Friday, April 16, 2010

San Giorgio in Brancoli (Lucca)

The recent posting of a lovely image of a Venetian church inspired me to post some images of my favorite medieval “pieve”, the Italian words for a parish church with a baptismal font. This is the 12th-century church of San Giorgio in Brancoli, which is located in the mountains above Lucca. I wrote extensively about this church and its medieval furnishing in my book Cities of God: The Religion of the Italian Communes, because it is, as far as I know the only medieval Italian parish where the interior survives intact from the Middle Ages. There are a few examples of medieval parish churches with their interiors intact in Scandinavia, but elsewhere, thanks to Protestant iconoclasm or remodeling in the Baroque period, such an interior is pretty much unheard of, unless it be a modern reconstruction, as is often the case in England. First, here a is panorama from the site of the church looking down toward the Arno.

Here is the facade and the belltower, with the modern parish house to the right. It is extraordinary that this church is usually open, even when the priest is away; you can just walk right in, and what you find is amazing.
First a view of the nave. You can see the 12th-century ambo to the right, which is in the choir screen--still intact! (I am very fond of the lions that hold up the ambo.) That screen, also of the 12th century is about 5½ feet high; the altar is seen through the chancel opening.The hanging painted cross is an Italian Gothic work of the early 13th-century. Sadly only traces of the apse fresco remain. Excuse the felt banner on the screen.
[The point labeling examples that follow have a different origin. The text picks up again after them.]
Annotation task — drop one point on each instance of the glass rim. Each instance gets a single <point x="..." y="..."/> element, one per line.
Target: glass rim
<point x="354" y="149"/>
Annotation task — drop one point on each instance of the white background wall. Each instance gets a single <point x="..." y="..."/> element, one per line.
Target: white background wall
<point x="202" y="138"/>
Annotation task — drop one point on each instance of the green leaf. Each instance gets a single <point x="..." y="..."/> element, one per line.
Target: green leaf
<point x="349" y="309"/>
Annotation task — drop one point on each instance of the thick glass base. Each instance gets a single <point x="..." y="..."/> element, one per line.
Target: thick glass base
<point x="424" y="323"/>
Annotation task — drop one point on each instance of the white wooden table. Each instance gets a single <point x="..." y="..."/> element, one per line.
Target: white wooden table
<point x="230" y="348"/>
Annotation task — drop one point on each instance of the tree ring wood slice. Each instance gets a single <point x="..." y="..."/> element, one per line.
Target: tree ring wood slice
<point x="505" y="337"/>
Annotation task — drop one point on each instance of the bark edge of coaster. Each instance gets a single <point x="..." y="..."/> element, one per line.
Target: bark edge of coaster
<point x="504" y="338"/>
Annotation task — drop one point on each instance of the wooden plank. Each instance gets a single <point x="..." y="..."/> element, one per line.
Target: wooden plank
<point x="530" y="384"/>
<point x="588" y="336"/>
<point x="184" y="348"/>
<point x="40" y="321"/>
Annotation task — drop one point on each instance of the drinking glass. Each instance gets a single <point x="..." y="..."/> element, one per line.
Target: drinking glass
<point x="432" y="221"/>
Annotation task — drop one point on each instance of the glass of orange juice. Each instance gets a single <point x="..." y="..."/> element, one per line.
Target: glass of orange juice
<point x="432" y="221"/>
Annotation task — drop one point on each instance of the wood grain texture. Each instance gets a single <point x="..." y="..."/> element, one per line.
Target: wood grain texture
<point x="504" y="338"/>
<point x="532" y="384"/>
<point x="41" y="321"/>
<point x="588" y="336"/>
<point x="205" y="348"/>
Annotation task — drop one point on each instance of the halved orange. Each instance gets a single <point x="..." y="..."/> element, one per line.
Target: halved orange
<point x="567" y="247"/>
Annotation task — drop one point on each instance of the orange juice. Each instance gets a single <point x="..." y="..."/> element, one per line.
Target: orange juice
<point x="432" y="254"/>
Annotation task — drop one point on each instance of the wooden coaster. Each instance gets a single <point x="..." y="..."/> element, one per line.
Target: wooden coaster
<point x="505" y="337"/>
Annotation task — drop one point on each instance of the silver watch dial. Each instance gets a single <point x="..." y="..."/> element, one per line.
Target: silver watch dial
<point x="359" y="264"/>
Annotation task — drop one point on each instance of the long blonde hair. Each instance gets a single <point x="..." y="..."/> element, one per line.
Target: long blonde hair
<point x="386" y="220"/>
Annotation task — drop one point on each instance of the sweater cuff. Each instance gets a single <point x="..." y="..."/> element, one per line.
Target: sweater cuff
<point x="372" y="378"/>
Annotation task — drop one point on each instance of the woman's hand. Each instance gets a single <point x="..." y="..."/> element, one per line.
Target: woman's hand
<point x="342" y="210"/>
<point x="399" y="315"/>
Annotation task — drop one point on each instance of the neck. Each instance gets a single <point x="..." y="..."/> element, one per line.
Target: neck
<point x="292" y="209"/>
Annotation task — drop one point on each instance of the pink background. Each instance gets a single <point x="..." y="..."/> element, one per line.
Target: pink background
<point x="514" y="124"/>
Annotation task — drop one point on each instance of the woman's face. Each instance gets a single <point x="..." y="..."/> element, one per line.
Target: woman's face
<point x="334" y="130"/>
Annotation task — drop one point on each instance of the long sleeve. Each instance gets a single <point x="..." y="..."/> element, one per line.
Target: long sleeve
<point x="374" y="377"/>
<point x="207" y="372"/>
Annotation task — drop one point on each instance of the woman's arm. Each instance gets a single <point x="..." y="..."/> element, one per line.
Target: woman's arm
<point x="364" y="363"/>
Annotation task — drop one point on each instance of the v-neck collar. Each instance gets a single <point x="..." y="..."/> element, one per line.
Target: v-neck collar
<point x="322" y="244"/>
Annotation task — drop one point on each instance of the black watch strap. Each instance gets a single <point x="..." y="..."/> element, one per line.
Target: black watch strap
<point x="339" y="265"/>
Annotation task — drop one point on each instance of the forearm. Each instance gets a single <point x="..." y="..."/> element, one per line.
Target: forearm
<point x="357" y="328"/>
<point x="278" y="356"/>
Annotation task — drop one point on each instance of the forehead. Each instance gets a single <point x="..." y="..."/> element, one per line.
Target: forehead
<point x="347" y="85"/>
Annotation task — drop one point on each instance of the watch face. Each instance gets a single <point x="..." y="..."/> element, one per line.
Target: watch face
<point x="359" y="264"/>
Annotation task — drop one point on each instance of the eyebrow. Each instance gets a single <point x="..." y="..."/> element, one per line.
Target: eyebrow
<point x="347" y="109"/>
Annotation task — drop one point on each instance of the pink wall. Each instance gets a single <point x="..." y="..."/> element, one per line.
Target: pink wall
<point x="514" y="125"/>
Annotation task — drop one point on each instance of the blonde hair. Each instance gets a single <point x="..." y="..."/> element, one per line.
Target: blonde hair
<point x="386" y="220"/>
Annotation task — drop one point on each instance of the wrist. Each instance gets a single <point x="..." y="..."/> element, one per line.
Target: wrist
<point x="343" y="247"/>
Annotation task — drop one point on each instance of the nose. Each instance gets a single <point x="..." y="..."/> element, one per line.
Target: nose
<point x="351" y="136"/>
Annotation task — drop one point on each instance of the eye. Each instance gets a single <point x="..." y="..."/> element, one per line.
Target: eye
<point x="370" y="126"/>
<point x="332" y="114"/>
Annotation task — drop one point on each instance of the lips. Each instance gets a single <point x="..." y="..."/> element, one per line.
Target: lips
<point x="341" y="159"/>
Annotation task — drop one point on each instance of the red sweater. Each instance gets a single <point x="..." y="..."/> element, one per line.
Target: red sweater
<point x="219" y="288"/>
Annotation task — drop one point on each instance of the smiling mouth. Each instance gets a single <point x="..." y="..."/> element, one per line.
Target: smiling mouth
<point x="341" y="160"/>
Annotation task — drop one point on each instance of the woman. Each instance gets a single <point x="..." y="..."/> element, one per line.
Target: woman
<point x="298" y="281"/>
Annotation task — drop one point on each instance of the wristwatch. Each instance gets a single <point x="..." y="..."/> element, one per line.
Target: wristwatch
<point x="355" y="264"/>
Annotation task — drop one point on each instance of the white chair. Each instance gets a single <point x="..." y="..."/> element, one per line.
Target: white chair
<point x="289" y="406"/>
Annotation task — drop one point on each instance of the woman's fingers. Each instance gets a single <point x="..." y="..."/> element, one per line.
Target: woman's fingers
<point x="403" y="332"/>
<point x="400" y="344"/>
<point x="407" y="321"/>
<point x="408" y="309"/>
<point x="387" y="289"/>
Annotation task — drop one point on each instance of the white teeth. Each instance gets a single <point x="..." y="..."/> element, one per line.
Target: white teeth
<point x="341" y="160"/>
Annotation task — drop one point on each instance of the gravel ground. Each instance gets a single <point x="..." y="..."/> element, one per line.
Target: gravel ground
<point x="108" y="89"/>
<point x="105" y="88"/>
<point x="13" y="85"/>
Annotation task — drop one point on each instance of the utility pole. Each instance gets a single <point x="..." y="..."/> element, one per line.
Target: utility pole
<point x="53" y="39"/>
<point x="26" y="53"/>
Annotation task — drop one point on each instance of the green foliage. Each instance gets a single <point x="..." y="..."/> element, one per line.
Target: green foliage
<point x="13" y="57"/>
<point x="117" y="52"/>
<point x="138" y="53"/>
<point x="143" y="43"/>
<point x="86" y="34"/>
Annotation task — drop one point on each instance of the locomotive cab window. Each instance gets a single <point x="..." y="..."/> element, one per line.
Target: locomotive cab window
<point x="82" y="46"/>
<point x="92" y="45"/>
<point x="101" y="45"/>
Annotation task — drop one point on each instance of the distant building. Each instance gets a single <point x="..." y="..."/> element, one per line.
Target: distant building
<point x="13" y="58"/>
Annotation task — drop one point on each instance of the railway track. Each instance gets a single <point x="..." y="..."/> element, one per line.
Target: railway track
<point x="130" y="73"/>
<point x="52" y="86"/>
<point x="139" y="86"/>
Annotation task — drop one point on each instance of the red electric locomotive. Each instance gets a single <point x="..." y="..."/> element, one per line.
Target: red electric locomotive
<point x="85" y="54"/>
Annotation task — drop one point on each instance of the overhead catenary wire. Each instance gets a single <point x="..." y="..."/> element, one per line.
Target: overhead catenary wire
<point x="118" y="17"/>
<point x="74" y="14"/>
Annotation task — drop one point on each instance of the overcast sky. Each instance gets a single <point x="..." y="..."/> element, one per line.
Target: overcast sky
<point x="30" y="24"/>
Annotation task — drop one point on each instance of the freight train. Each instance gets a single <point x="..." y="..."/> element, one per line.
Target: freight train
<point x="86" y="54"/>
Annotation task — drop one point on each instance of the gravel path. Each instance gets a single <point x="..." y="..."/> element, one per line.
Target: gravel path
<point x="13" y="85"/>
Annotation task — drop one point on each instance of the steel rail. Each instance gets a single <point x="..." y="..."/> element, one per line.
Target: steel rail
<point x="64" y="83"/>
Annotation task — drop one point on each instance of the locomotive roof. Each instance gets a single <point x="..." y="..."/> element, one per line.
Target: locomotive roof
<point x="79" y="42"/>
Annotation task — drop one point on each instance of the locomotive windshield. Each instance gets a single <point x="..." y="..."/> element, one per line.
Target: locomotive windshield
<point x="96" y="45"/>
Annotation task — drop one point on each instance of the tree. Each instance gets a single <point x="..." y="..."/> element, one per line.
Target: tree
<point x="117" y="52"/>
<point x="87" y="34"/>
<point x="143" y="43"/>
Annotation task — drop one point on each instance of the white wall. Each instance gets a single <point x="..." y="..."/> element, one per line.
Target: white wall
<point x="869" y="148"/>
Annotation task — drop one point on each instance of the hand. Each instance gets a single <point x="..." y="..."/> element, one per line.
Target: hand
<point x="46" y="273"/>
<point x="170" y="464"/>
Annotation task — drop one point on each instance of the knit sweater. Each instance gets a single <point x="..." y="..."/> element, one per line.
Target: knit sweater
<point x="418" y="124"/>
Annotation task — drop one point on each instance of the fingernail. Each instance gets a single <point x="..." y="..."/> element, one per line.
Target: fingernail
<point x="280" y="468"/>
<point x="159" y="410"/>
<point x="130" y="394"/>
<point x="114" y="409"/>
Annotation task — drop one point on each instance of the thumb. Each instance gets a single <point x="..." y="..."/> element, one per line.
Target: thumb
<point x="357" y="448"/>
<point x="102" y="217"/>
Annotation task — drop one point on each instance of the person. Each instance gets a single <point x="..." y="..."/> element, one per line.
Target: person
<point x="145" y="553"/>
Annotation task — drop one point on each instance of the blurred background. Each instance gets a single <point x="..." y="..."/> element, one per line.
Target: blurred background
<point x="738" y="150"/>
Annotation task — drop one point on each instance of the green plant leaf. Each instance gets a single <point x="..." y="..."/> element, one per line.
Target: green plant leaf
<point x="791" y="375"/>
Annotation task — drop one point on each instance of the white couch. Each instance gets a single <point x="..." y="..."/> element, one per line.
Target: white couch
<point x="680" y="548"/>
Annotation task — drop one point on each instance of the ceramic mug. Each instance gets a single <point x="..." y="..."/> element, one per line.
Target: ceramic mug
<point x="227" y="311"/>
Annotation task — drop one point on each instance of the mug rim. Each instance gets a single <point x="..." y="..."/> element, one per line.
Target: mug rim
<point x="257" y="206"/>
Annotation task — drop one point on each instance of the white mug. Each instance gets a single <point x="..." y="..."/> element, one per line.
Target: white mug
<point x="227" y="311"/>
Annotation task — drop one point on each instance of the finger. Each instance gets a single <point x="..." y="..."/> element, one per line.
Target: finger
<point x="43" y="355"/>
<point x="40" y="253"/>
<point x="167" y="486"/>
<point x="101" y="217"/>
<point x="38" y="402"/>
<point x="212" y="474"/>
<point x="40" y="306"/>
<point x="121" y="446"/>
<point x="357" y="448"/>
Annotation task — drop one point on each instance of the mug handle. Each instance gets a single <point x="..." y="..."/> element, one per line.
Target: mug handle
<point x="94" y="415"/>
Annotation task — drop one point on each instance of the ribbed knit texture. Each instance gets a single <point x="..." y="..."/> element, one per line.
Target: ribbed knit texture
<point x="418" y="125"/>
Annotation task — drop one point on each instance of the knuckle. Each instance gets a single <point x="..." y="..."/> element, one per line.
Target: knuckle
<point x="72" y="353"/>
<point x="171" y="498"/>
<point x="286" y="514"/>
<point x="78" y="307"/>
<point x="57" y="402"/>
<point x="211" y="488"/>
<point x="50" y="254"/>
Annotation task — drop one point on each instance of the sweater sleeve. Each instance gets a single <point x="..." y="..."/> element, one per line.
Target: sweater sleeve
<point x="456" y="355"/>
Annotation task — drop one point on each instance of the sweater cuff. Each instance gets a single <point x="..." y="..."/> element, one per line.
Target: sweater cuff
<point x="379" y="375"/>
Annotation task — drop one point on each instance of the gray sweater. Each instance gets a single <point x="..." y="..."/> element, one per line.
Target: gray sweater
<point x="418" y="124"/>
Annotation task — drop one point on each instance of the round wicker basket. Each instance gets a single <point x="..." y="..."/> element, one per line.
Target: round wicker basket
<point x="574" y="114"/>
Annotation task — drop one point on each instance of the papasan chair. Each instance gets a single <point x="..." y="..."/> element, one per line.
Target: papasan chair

Here is a closer view of the early 13th-century altar, which you will notice is (as was nearly always the case in the 1200s) freestanding and table-like in shape. I wish the carpet were not there, so one could see the medieval flagstone floor.

Even though it is small building, the church has two aisles. Here is the north aisle, seen through the side opening in the choir screen; a sixteenth-century side altar is on the wall, and just behind it, the 12th-century baptismal font.

Here is a closer view of the splendid baptismal font. In the Middles Ages (up until the Reformation in some places, and the 15th-century in others) baptism done was by immersion. You can see the large “dunking” style font; I discuss medieval Italian baptismal rites extensively in Cities.

A closer view of the font, showing the well.

Even into the 16th-century, the Sacrament was not reserved on the altar in Italy, but in a aumbry or “ciborium” on the side wall of the chancel. Here is the 15th-century tabernacle at Broncoli.

Finally, what church is complete without an image of the patron? Here is the one above the side altar in the south aisle, a 15th-century work by the Della Robbias, which was probably brought in at the same time as the ciborium.

I wish I could include a photo of the Carolingian-era holy water font of this church, which is usually mentioned in the guidebooks, but when I was there in 2005, it had been stolen. As far as I know it has never been found; that loss makes the leaving of the church open to the public even more surprising.

If you ever get to Lucca, rent a car and go up to Brancoli to see this wonderful church.